Increased cell proliferation at the early stages of an atherosclerotic lesion is considered an important stage of development of this pathology, but the degree of the proliferation at various stages of formation of atherosclerotic plaque in various human large arteries so far has been studied insufficiently. In the present work, we studied the thickness of intima and proliferation of the newly “infiltrated” hematogenic and resident cells in atherosclerotic lesion of carotid and coronary arteries; a comparison is also made with similar results obtained on the aorta and presented in our earlier publications.
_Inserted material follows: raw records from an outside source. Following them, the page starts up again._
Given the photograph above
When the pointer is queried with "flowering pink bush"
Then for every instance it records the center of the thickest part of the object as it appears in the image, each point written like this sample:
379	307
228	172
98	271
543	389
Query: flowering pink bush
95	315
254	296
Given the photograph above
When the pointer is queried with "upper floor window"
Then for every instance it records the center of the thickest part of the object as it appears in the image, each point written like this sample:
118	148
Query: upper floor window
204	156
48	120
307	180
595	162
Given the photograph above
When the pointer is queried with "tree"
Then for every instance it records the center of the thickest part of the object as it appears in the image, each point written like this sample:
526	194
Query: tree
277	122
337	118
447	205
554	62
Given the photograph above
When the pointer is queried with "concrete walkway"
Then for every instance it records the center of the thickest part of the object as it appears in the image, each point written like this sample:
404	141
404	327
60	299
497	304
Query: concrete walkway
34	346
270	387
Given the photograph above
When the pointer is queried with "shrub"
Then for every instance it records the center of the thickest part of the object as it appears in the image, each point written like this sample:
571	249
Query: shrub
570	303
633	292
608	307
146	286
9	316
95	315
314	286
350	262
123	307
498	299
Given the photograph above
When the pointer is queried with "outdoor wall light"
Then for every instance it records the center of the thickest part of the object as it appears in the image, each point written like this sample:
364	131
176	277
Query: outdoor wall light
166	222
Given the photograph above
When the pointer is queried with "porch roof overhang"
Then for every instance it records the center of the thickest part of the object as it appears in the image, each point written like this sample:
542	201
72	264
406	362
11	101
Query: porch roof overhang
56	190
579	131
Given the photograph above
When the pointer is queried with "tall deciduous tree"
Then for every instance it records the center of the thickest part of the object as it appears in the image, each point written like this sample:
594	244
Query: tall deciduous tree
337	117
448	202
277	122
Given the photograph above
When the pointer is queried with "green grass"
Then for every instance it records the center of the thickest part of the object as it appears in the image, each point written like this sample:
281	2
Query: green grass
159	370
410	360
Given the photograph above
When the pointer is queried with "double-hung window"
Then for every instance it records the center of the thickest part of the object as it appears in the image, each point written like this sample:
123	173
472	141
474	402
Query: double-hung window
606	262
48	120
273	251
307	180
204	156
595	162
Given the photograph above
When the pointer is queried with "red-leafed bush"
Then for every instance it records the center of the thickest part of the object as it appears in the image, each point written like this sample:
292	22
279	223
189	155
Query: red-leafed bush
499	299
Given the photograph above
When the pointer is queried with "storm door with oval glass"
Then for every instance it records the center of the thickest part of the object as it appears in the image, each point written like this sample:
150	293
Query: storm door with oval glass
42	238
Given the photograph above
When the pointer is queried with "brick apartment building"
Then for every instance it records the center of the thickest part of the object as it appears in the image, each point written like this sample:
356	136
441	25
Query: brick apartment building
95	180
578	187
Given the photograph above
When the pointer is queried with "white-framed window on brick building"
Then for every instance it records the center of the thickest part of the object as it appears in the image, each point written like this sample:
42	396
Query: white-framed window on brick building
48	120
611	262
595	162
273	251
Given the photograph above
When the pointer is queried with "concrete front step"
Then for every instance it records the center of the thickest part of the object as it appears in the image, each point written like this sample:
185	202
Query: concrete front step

Analysis of thickness of intima and of proliferation in normal intima and at various stages of atherosclerotic lesion (initial stages, lipid strips, lipofibrous plaques, fibrous plaques) showed that, in spite of similar tendencies toward changing the level of infiltration of hematogenic cells and proliferation in various types of arteries, there exist significant quantitative differences between various types of arteries. Thus, it is found that hematogenic cells in lipofibrous plaques of coronary and carotid arteries account for one-third and almost half of the total cell population, respectively, whereas the atherosclerosis-lesioned sites of the aorta, as we showed earlier, contain no more than 15% of hematogenic cells. This allows one to think that the contribution of hemopoietic cells to development of atherosclerosis in carotid and coronary arteries is greater than in the aorta. In spite of differences in the number of the hemopoietic cells accumulating in intima, an analogous bell-shaped dependence of the number of cells on the type of lesion (in the sequence normal intima-initial stages of pathology-lipid strips-lipofibrous plaques-fibrous plaques) was shown for coronary and carotid arteries. Visualization of proliferating (PCNA-positive) cells in atherosclerosed and normal (unchanged) zones of coronary and carotid arteries revealed a similar picture. The maximum number of PCNA-positive resident cells was found in lipofibrous plaques. Changes of the total number of cells were accompanied by a change in the number of proliferating resident and proliferating hematogenic cells.